Bluegrass Beacon: April showers bring May rumblings
April in Kentucky began with thunder and lightning striking in Jamestown as Fruit of the Loom announced the closing of its last remaining factory in Kentucky and the relocation of its manufacturing operations – and 600 jobs – to Central America.
The month ended with strong economic winds blowing through northern Kentucky as Toyota announced it was consolidating its operations – including those of its Erlanger facility – at a new headquarters in Plano, Texas. Kentucky will lose most of those 1,600 jobs.
None of the blame and spin found in abundant supply among the politicians’ reactions to these announcements really matters.
What does matter is the understanding that Kentucky must create an economic umbrella that helps it weathers future storms created by a volatile economy.

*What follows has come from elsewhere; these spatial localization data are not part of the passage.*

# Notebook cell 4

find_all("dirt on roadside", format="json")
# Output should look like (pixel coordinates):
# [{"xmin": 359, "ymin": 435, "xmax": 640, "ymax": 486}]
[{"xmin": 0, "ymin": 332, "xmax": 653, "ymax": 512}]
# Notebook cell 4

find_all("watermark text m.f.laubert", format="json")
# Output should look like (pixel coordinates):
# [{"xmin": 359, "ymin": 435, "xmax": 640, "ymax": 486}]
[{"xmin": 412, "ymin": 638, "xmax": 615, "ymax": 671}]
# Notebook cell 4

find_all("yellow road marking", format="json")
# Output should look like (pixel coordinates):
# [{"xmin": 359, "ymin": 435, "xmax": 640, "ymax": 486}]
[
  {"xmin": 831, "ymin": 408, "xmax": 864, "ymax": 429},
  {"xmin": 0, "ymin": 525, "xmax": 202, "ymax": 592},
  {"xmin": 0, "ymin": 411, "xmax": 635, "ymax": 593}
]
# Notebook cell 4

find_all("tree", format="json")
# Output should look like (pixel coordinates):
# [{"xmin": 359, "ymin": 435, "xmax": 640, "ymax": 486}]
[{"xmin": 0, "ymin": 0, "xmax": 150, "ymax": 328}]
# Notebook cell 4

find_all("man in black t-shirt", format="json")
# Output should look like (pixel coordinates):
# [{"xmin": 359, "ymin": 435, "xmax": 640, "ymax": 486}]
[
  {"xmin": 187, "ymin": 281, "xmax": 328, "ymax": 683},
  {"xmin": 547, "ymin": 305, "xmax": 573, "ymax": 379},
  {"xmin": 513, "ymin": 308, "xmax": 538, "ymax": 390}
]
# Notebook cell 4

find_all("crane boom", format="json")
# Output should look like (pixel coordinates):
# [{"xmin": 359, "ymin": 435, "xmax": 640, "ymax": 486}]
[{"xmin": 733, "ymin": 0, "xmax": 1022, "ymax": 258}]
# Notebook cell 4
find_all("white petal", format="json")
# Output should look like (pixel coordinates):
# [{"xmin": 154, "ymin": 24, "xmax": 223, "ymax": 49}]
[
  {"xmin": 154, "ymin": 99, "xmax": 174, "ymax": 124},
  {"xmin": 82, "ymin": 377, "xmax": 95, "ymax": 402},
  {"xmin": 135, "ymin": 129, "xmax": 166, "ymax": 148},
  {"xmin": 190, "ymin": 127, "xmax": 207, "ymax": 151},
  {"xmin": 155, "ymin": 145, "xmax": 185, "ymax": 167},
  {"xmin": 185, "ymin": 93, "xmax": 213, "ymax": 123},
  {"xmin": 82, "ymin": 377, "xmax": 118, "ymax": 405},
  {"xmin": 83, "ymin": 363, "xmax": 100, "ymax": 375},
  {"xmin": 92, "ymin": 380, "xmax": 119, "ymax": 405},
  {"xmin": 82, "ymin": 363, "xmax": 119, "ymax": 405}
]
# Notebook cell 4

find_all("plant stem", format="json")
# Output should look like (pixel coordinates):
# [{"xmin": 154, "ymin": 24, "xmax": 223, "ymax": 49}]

For years, large companies have been consolidating their operations just as manufacturers shed low-skilled textile jobs in favor of cheaper labor elsewhere.
While some clinch their fists and pound their tables, swearing to “buy American” while promising never to buy another package of Fruit of the Loom undies, there’s a better way.
It’s found in following, not fighting, these companies’ approach. They have made these decisions based on what will make their operations more competitive. Kentucky should do the same.
Gov. Steve Beshear bemoaned Toyota’s announcement, saying his administration “would have welcomed the opportunity to discuss options with Toyota.”
More talk, discussion and spin by a lethargic and risk-averse gubernatorial administration isn’t what’s needed. Rather, our economic times demand bold action to improve Kentucky’s competitiveness.
The discussion must no longer be limited to questions like: How can we keep these jobs from leaving?
Rather, our economic policies need to provide the answer to: How do we convince the Toyotas of the world not just to keep those 1,600 jobs here, but to actually consolidate their operations and build their headquarters here, including bring all of those other jobs to the Bluegrass State?
And, it’s: How can we create an economic atmosphere so dynamic that a textile manufacturer leaving is a few raindrops versus a torrential downpour?
I haven’t heard any such higher-level discussion coming from the governor’s office.
Common economic sense tells us that a state with high corporate tax rates, heaping helpings of debt, a lack of business-friendly labor practices and a poorly performing education system will not be competitive.
Kentucky for several consecutive years has remained one of the Institute for Truth in Accounting’s five “sinkhole states,” meaning the commonwealth continues to have some of the highest per-taxpayer debt in the nation.
Each Kentucky taxpayer carries a $26,700 burden as a result of that debt, compared to a taxpayer burden of only $7,400 in Texas.
How does having an economy, like some of its Corvettes, disappearing in a sinkhole make our state more economically competitive?
How does having a state education system where, according to the National Assessment of Educational Progress, only 36 percent of its fourth-graders are proficient readers, 30 percent of eighth-grade students are math-proficient and 28 percent of eighth-graders are adequate writers position Kentucky not just to keep some manufacturing jobs but to get the plum headquarters jobs of the future?
How do we compete with a state like Texas, where 178,000 kids today attended 550 public charter schools (with hundreds more opening soon) while Kentucky has no school choice and an entrenched teachers union committed to keeping it that way?
How does Kentucky with its punitive income taxes, lack of a right-to-work law and citizenry increasingly dependent on government programs and “benefits” compete with the likes of the Lone Star state, where there are no income taxes, lots of freedom and apparently just as much opportunity to go along with it?